Big-Life-Lab/PHES-ODM

Acknowledgements//Citations in the ESPH-ODM

mathew-thomson opened this issue · 14 comments

As we take in data from multiple labs and multiple sources, we want to be conscious of respecting the work of many researchers who contributed to the data. We also want to assure researchers that they're being correctly and appropriately cited within the data/database - particularly as we store the data in a repository/database with data from multiple sources.

Is a potential solution to include a field for a DOI or citation within the ODM? What is the best way to cite or give credit? DOIs might not be available for these labs. Would an APA citation suffice?

Alternatively, should this be a part of sharing/the sharing schema? Is it a question of doing this instead or of doing both? @GauriSaran - thoughts?

@mathew-thomson I agree with the concept of an identifier for each source of data coming from different researchers or labs. It might be helpful when storing that data in a database. I am not sure though how it might impact sharing data with other users though? It is good to have such an identifier for the sharing too when we are going to store it in a common repository or database. I do feel in a common database, uniquely identifying data from each source will be good. But this is my understanding on this.

dataSourceCitation has been added to the dictionary as a variable, but we have yet to decide on where it should live. I'm inclined to agree that it is an attribute (as far as part type) but am unsure where it should go. Maybe in the MeasureReport or MethodReport table? What do folks think? @DougManuel @jeandavidt

Ouff - to me, a citation is an attribute, but an attribute of what? It seems like we might need a dataset table somewhere in the ERD - and then, every report table could have a datasetID attribute to refer back to the dataset and its citation. Then, we could also store some other attributes of a dataset, like its license, the context, the funding agency, etc. Would that make sense @mathew-thomson @DougManuel ?

I think that's completely reasonable, @jeandavidt , but I wonder if that defeats the purpose of an external sharing schema. Unless we no longer want an external sharing schema? Or we want both? I think with my above comment I was thinking it could serve similar to refLink in the MeasureReport / MethodReport table(s). Alternatively, maybe citations like this are adequately addressed by knowing the organizationID that generated them? @DougManuel , do you have any thoughts?

I agree that we should add a Dataset table to the dictionary and model. The 'Dataset' complements and supports the sharing schema.

(We will need to add the sharing schema to the dictionary documentation - potentially including in the parts list, etc.).

And yes, with some reluctance, we should add a 'dataSourceCitation' to the MeasureReport, SampleReport tables. This attribute would link to the Dataset table.

Remember, data can reside in multiple datasets, but I think it important to have a primary data source.

That all said, currently the data custodian is almost always the Organization that takes a sample or makes a measure. However, that will likely change over time.

Okay then - @jeandavidt do you want to take a first stab at adding this new table into the ERD? I can then add the pieces into the dictionary. @sorinsion - do you have any thoughts on this addition?

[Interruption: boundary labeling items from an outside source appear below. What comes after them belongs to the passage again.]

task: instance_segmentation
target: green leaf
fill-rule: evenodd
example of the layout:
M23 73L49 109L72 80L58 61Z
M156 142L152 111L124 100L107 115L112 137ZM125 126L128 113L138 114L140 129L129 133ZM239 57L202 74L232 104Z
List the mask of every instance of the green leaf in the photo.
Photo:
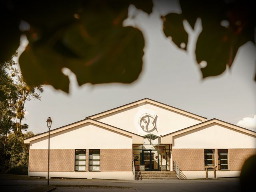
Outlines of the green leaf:
M141 9L148 14L150 14L153 9L153 2L152 0L133 0L130 1L131 4L135 6L137 9Z
M20 20L8 3L0 2L0 44L4 50L0 52L0 64L9 61L20 46Z
M130 83L137 79L144 42L138 30L122 25L130 3L125 1L116 7L116 1L101 1L100 6L97 1L86 2L74 13L68 12L55 25L42 20L44 27L40 28L36 18L28 18L32 29L27 34L30 43L19 62L28 85L50 84L68 92L64 67L74 73L80 85Z
M186 50L188 44L188 35L184 29L182 14L170 13L164 17L164 32L166 37L171 37L172 41L179 48L181 44L184 43L185 46L182 48Z

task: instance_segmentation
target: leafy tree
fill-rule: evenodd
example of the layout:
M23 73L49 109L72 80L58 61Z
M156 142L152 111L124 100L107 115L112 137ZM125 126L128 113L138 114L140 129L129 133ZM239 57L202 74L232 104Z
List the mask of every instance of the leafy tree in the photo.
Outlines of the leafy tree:
M248 41L255 43L253 1L180 3L182 14L162 16L164 32L186 50L188 35L183 22L187 20L193 28L201 18L203 30L195 54L198 63L207 62L201 69L203 78L221 74L232 66L239 47ZM64 67L75 73L80 85L130 83L140 74L144 38L138 29L124 27L122 22L130 4L150 14L151 0L6 0L1 3L2 44L6 51L0 53L0 62L8 59L19 46L20 35L26 34L29 44L19 63L28 85L50 84L68 92L69 80L61 72ZM228 24L222 24L223 21Z
M26 174L29 148L23 141L34 134L22 132L28 127L22 124L25 104L32 98L40 99L43 89L28 87L15 64L12 60L0 65L0 172Z

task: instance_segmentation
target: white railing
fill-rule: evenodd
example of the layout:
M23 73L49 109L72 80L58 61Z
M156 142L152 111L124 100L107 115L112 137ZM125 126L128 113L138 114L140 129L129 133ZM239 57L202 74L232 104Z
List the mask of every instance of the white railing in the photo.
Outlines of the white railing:
M173 170L175 171L176 174L177 175L177 177L178 177L178 178L180 180L182 179L188 179L184 174L181 171L181 170L180 169L175 161L173 161Z

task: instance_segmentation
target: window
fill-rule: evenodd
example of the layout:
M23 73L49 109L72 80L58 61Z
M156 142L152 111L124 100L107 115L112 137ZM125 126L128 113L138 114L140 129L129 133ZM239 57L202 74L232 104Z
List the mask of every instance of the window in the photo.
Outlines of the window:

Considering that (at least in the EU) most of the data will come in batches (read: datasets / Excel files, hehe), I think it's a very good idea to store some metadata about the dataset. I would do it anyway when collecting the data, but I think it's a very good idea to have it formalized in the ERD and, I suppose, should sit upstream of the SampleReport table, linking the datasetID to the sampleID. The list of attributes is up to the implementer (dsName, dsExt, dsDate, dsAuthorHash, dsURL etc) but the Citation field could stay in here as well. Normally, for regular/scheduled data the existing model covers most of the requirement via Organisation / referenceLink / notes fields, but I think this might be relevant especially for research data ingested into the database or other external sources (weather data, demographics, etc).

Should we have a default name convention or suggestion? @sorinsion have you created a naming convention for EU DEEP?

Draft implementation of Dataset table. datasetID links to SampleReport and MeasureReport. fundingAgency and dataCustodian link to Organization table.

Dataset table

please just put "EC" or "European Commission" for anything EU DEEP - related. thanks!

I like @doug's draft implementation. But would it make sense for 'slow-moving' report tables (site, polygon, instrument) to be linked to a dataset as well?

See the current ERD for the dataset table linkages, but the dataset table and datasetID currently cover of all the issues mentioned in this discussion.